Strong signal 78% CatalystLabour leadership result RiskFirst-exit race

What could reprice it

Labour’s formal leadership election result due by late August 2026 is the clearest repricing event, with Commons confidence dynamics a parallel trigger.

A confirmed successor, resignation timing, or confidence-motion development would matter more than general polling noise.

Strong signal 82% CatalystLate-August Labour result RiskTiming ambiguity

Where the market may be weak

The market is deep, but the binary trap is that Starmer must be the first listed leader out; a surprise exit elsewhere can invalidate the dominant narrative.

Multi-outcome structure makes low-priced tail names relevant if any officeholder leaves before Starmer formally ceases to occupy office.

Rules risk 61% RiskAnother leader exits first

Counter-signal

A leadership contest does not automatically settle the market: Starmer may remain PM until a successor is installed, while another listed office can change first.

Resolution depends on ceasing to occupy the listed office, not merely losing party authority or facing a challenge.

Counterweight 58% CatalystOfficial resignation RiskOffice-holding lag

AI-generated market summary, reviewed for clarity. This summary is informational only, may contain errors, and is not financial, investment, betting, or trading advice.

Next leader out of power before 2027? (No Orban) prediction market details

Resolution criteria
This market will resolve according to the first listed individual who ceases to occupy their listed office.
Platform
Category
Politics
Close date
December 31, 2026, 12:00 AM UTC
Market rules summary
Multi-outcome Polymarket event. Each listed option is represented by its Yes price on the underlying market. View full rules

Next leader out of power before 2027? (No Orban) prediction market FAQ

What are the current Next leader out of power before 2027? (No Orban) odds?

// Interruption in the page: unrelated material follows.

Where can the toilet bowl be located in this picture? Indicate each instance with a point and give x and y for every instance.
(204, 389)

Polymarket reports Next leader out of power before 2027? (No Orban) odds with Starmer - UK PM at 97.8%, Abbas - President of Palestine at 0.5%, Díaz-Canel - Cuba President at 0.4%, and Petro - Colombia President at 0.4%. These probabilities are market-implied and can change as liquidity and trading activity update. The latest market snapshot includes $63.94M volume, $972.38K liquidity, and $229.93K open interest. CryptoSlate last synced this market data at Jul 11, 2026, 13:12 UTC.

What could move the Next leader out of power before 2027? (No Orban) prediction market odds?

Pricing implies the world’s main near-term leadership break is in the UK: Starmer is expected to leave No. 10 before any other listed leader exits. The claim is not about the next UK election cycle; it is about an early loss of office before 2027, ahead of the normal 2029 deadline. Catalysts to watch include Labour leadership result, Late-August Labour result, and Official resignation.

How does the Next leader out of power before 2027? (No Orban) prediction market resolve?

This market will resolve according to the first listed individual who ceases to occupy their listed office. Multi-outcome Polymarket event. Each listed option is represented by its Yes price on the underlying market.